Rooftop Bar & Coffee (JM Marvel Hotel)
Situated right in the heart of the Hanoi Old Quarter, Rooftop Bar & Coffee is on the 9th floor of JM Marvel Hotel & Spa. With fine views over the rooftops of the Old Quarter and the hectic streets below, it’s a relaxing spot to end a long day in Hanoi with a cold beer or cocktail in hand.
My View of Hanoi and the Old Quarter
It had been almost 20 years since I last visited Hanoi. Back then Hanoi was seen as a peaceful retreat – somewhere you’d go to escape the frantic pace of Saigon (Ho Chi Minh City) in the south. Now it’s very different. Hanoi today is fast-paced, and full of energy. Stepping out onto the streets of the city for the first time can be a bit of a culture shock. Three million motorcycles weaving in and around pushbikes, pedestrians and other traffic. It’s very much how I remembered Saigon to be.

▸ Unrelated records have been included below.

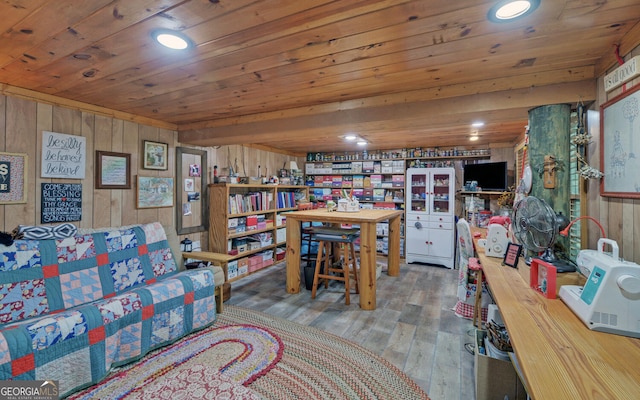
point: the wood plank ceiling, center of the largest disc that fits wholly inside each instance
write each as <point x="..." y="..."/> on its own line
<point x="295" y="75"/>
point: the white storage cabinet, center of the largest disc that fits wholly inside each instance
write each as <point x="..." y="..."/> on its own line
<point x="430" y="221"/>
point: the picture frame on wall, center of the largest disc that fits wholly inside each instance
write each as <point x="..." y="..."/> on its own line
<point x="154" y="192"/>
<point x="155" y="155"/>
<point x="113" y="170"/>
<point x="620" y="145"/>
<point x="13" y="178"/>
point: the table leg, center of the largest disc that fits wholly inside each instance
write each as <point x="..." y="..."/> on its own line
<point x="293" y="256"/>
<point x="368" y="266"/>
<point x="393" y="258"/>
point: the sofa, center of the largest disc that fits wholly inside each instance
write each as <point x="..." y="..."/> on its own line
<point x="71" y="308"/>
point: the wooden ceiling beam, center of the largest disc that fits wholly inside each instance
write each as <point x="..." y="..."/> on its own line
<point x="441" y="113"/>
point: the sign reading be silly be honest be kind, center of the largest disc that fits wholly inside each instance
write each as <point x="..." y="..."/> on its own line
<point x="63" y="156"/>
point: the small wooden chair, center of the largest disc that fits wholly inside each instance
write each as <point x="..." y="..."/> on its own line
<point x="326" y="270"/>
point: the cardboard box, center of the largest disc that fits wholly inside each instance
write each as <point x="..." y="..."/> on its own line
<point x="232" y="269"/>
<point x="495" y="379"/>
<point x="243" y="266"/>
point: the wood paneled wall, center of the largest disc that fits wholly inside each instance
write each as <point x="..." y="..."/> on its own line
<point x="620" y="217"/>
<point x="22" y="122"/>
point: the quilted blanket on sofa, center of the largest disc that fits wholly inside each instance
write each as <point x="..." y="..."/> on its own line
<point x="72" y="308"/>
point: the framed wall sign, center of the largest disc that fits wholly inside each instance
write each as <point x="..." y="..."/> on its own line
<point x="512" y="254"/>
<point x="63" y="156"/>
<point x="13" y="178"/>
<point x="61" y="202"/>
<point x="154" y="192"/>
<point x="191" y="203"/>
<point x="113" y="170"/>
<point x="620" y="145"/>
<point x="155" y="155"/>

But I still love it. Hanoi today, and particular the Old Quarter, is full of life and character, and has an undeniable flavour of Asia. A city where old meets new and Eastern and Western influences converge. Just be prepared for the craziness.
Something in the Air?
My hope of escaping the Chiang Mai smog for a few days, however, was somewhat short-lived. I arrived to a very hazy (and wet) Hanoi.
Burning season in Chiang Mai, when farmers in northern Thailand burn their fields at the beginning of the year to prepare their land for the following year, means that the air quality suffers in Chiang Mai for a number of months. Many people choose this time to escape the city for a while.
Unfortunately for me, during my 3-day trip, it seems that the air quality in Chiang Mai improved to “Moderate” whereas the air in Hanoi was “Unhealthy”!
Just bad luck I guess. Or maybe something to do with those 3 million motorcycles!